Divorce requires the division of property as spouses separate their lives at the end of a marriage. For many couples, property division becomes the most heated part of the divorce process, as they may disagree about what is fair.
In some cases, people will go so far as to lie to one another and/or the courts in the hopes of manipulating the outcome so that they keep more of the marital estate than they otherwise should. Cryptocurrency is one of many assets that can complicate property division and might play a role in financial misconduct during a divorce. Accordingly, those who are preparing for a complex Illinois divorce may benefit from reviewing the five facts below.
Separate accounts aren’t separate property
The first and most important property division rule someone needs to understand in Illinois divorce is that just because one spouse has a bank account in their own name or buys up assets without telling the other does not mean that they are the sole owner of those assets. Any resources acquired during the marriage, especially if someone uses marital income, are potentially part of the marital estate and subject to equitable distribution rules.
Cryptocurrency can be hard to find
Unlike other financial assets and investments, cryptocurrency does not have any physical form. There isn’t even a centralized account that holds all of someone’s cryptocurrency. Instead, there is a complex system for maintaining and validating the ownership records for digital assets. It can therefore be a challenge to effectively locate all of someone’s cryptocurrency holdings, especially if they have invested in more than one form of cryptocurrency.
Valuing cryptocurrency is difficult
Like any other investment, the value of cryptocurrencies varies widely from type to type and even throughout the day. It can be very hard to establish a reasonable fair market value for cryptocurrency to ensure that one spouse can fairly claim the value of the currency.

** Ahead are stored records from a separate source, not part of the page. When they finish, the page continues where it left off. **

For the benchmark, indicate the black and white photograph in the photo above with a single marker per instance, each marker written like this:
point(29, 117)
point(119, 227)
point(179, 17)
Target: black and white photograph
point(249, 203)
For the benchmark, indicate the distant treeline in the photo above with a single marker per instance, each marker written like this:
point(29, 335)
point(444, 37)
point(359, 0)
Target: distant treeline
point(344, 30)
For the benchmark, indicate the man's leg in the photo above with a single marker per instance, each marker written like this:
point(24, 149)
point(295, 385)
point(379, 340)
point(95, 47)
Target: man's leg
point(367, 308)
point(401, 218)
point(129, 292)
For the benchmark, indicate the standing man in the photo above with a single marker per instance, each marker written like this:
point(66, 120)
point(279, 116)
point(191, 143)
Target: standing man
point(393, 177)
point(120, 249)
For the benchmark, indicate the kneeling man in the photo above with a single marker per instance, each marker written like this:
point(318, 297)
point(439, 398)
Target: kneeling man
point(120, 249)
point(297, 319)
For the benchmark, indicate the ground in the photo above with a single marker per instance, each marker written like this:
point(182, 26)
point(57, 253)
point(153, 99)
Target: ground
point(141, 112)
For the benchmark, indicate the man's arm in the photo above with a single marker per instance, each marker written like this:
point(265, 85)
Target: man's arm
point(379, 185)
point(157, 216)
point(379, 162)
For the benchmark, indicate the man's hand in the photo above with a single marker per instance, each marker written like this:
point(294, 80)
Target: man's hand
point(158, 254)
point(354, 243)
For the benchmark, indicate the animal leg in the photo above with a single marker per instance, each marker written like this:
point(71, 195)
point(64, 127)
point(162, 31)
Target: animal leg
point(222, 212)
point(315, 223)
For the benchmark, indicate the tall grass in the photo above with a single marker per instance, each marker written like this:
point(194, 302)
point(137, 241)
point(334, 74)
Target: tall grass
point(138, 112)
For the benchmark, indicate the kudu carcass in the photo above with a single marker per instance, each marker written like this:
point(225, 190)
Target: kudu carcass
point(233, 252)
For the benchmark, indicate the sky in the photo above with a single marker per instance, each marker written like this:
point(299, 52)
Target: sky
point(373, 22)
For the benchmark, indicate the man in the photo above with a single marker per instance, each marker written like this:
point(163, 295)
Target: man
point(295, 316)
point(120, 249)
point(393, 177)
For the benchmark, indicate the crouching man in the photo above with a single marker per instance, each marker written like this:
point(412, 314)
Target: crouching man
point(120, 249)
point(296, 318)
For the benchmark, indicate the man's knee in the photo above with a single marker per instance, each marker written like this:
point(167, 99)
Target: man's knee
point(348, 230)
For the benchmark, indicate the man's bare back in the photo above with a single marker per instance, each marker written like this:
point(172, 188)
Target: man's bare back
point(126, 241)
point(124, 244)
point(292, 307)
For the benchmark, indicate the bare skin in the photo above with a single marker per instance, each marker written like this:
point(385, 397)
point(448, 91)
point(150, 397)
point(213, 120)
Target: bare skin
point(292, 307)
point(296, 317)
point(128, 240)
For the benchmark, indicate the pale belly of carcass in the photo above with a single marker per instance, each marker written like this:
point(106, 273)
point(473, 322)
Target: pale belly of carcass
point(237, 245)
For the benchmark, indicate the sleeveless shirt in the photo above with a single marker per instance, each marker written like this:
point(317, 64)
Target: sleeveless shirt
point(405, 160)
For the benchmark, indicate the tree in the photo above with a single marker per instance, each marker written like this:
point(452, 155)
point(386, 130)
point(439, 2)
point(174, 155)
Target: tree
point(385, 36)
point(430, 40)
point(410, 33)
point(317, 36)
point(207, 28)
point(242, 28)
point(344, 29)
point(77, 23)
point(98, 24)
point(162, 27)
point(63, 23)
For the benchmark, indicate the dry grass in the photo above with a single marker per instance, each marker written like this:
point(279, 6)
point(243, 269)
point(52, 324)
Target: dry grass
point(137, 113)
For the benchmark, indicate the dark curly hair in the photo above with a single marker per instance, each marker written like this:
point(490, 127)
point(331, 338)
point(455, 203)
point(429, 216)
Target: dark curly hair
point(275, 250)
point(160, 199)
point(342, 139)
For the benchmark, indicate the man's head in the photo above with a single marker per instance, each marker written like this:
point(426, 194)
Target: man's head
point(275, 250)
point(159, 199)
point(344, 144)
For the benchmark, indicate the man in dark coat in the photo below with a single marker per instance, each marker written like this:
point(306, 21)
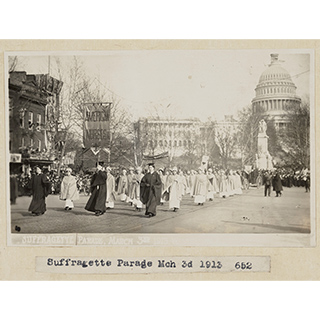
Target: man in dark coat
point(277, 185)
point(40, 188)
point(150, 191)
point(97, 200)
point(267, 181)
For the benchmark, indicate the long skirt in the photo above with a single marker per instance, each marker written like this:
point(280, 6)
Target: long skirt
point(69, 204)
point(151, 205)
point(210, 195)
point(174, 203)
point(97, 200)
point(199, 199)
point(38, 205)
point(110, 204)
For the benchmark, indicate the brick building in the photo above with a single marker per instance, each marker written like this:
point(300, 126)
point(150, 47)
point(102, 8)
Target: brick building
point(33, 119)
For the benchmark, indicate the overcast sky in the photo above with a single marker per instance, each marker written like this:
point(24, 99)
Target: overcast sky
point(184, 83)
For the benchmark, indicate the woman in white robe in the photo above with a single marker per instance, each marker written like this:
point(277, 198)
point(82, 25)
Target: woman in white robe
point(110, 189)
point(69, 191)
point(174, 188)
point(200, 187)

Cryptocurrency can be difficult to divide
Given that there isn’t an account to split, actually dividing cryptocurrency could be a challenge in an Illinois divorce. Often, people have to consider the financial value of the cryptocurrency when handling other assets rather than trying to lay claim to some of the cryptocurrency.
Not all lawyers have experience with cryptocurrency
People have only been buying and selling digital resources for a few years now, and many divorce attorneys in Illinois have no experience handling these unique assets in the context of a divorce.
Realizing that cryptocurrency can inspire challenges during an Illinois divorce may help someone to understand the need for legal guidance in order to better protect themselves during the property division process.